Pies potrafi być najlepszym przyjacielem i to wcale nie jest wyświechtany frazes. Jednak mimo tego ile on od siebie daje i jak jest dla człowieka wyrozumiały, to jest też przy tym wymagający. Biorąc pod uwagę, że to nasz codzienny towarzysz, z którym spędzamy mnóstwo czasu, decyzja o jego zakupie czy przygarnięciu powinna być przemyślana przynajmniej 10 razy.
Jeśli wciąż się wahacie i zastanawiacie, czy aby na pewno jest to dobry pomysł, chce Wam przedstawić listę rzeczy, z którymi po zakupie psa trzeba się liczyć. Zupełnie nie mam na myśli zniechęcania kogoś, to tylko krótkie przypomnienie z jakimi obowiązkami wiąże się taka decyzja.
Na końcu mam też coś co przyda się również posiadaczom psów!
Czas
Czas jest aktualnie jedną z najcenniejszych rzeczy, jakimi dysponujemy, a co krok ktoś stara się nas z niego ograbić. Oczywistą kwestią jest to, że tak duża zmiana w życiu jak nowy czworonożny członek rodziny, musi na to wpłynąć.
Na naukę:
Szkolenie szczeniaka powinniśmy zacząć już od samego początku. Uczymy podstawowych komend, pozytywnie wzmacniamy doceniając wszystkie dobre zachowania i staramy się reagować na to co złe, aby ułożyć sobie nasza relację od początku dobrze. U nas to działa już od pierwszych dni i widać efekty.
Na zabawę:
Ze szczeniakiem jest jak z dzieckiem. Śpi, albo chce się bawić. To ważna dla psa dawka ruchu i budowanie odpowiedniej więzi między nim, a właścicielem. U nas najczęściej są to bloki czasowe w okolicy 30 minut. Po takim czasie już mamy dość… i pies i my :)
Na spacery:
Oczywiście wszystko zależy od tego jaka to rasa, jednak każdy pies potrzebuje aktywności w ciagu dnia.

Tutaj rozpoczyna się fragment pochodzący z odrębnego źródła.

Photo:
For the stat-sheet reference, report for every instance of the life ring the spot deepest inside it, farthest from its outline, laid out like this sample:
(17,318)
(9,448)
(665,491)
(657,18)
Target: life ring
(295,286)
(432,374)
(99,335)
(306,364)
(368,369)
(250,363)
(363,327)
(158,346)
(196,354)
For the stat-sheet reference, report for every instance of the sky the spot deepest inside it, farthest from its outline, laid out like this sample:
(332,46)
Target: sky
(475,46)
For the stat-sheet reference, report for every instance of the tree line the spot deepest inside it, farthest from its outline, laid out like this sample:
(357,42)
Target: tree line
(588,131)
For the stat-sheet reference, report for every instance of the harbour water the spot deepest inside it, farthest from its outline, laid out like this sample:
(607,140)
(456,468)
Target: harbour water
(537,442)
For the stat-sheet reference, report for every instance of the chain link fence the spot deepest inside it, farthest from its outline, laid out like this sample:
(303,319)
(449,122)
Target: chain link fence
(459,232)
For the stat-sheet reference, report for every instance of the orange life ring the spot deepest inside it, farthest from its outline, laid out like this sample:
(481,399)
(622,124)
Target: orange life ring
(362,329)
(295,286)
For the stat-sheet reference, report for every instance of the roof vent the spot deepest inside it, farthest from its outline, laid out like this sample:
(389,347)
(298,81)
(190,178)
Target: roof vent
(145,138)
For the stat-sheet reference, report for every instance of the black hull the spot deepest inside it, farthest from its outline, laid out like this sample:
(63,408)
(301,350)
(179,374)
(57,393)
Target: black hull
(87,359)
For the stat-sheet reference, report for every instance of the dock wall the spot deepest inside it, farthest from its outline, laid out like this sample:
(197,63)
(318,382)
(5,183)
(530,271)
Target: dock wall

Pomijając krótkie spacery w celu ogarnięcia potrzeb fizjologicznych, odrobina ruchu zawsze jest potrzebna! To w założeniu wydaje się banalne i oczywiste, jednak trzeba sobie zdawać sprawę z tego na jaki czas jesteśmy związani tym rytuałem. Wracasz zmęczona do domu? Nie ma tak łatwo, jeszcze czeka Cię spacer ;)
Na pielęgnację:
Tutaj tez mamy co robić. Ponownie dużo zależy od wybranej rasy, ale weźmy na przykład takiego „domowego yorka’. Niby taki maluszek, a wymaga od nas dużej uwagi.
- uszy
- zęby
- czesanie – przynajmniej raz dziennie. Tutaj nie ma żartów. Na początku okazało się, że zaopatrzyliśmy się w złą szczotkę. Po dwóch dniach „złego rozczesywania” porobiły się ogromne kołtuny. Teraz mamy odpowiedni sprzęt i oliwkę do rozczesywania, jednak to nie przeszkadza w tym, aby pies w godzinę po czesaniu znów wyglądał jak bezdomny ;)
Koszty
Przygotuj się na nieprzewidziane wydatki
Dla przykładu, nasza psia świąteczna infekcja kosztowała 150 zł u weterynarza całodobowego. Oczywiście takich wypadków i wydatków nie da się przewidzieć, ale trzeba je brać pod uwagę i móc sobie na nie pozwolić.
Psi fryzjer
Nigdy bym nie powiedziała, że pies będzie dłużej niż ja u fryzjera. A jednak. Kąpanie, czesanie, strzyżenie, paznokcie, kosmetyka uszu. Jest co robić przy takim maluchu.
Dodatki i kosmetyki
Jest tego sporo. Na początku na pewno więcej, ale można się zdziwić, gdy wciąż coś nowego ląduje w koszyku. Oliwka do rozczesywania, szczoteczka do zębów, smakołyki, ubranko, światełko, legowisko, fotelik samochodowy, kocyk…
Pozostałe kwestie
Zaprzyjaźnij się z woreczkami
Adrian długo powtarzał, że możemy mieć psa jeśli tylko nauczy się załatwiać do kuwety ;) No i tym sposobem psa nie mieliśmy. W końcu się ugiął, chęć posiadania czworonoga wyrazili wszyscy i tak samo wszyscy zdeklarowali się, że będą po nim sprzątać. Niestety to wciąż u nas nie jest zasadą. Wczoraj Adrian przeszedł się jakimś dłuższym pasem trawy po ciemku na spacerze. Jak wrócił, to cieszył się jak dziecko i chciał puszczać losy w Lotto, a to tylko dlatego, że w nic nie wdepnął ;)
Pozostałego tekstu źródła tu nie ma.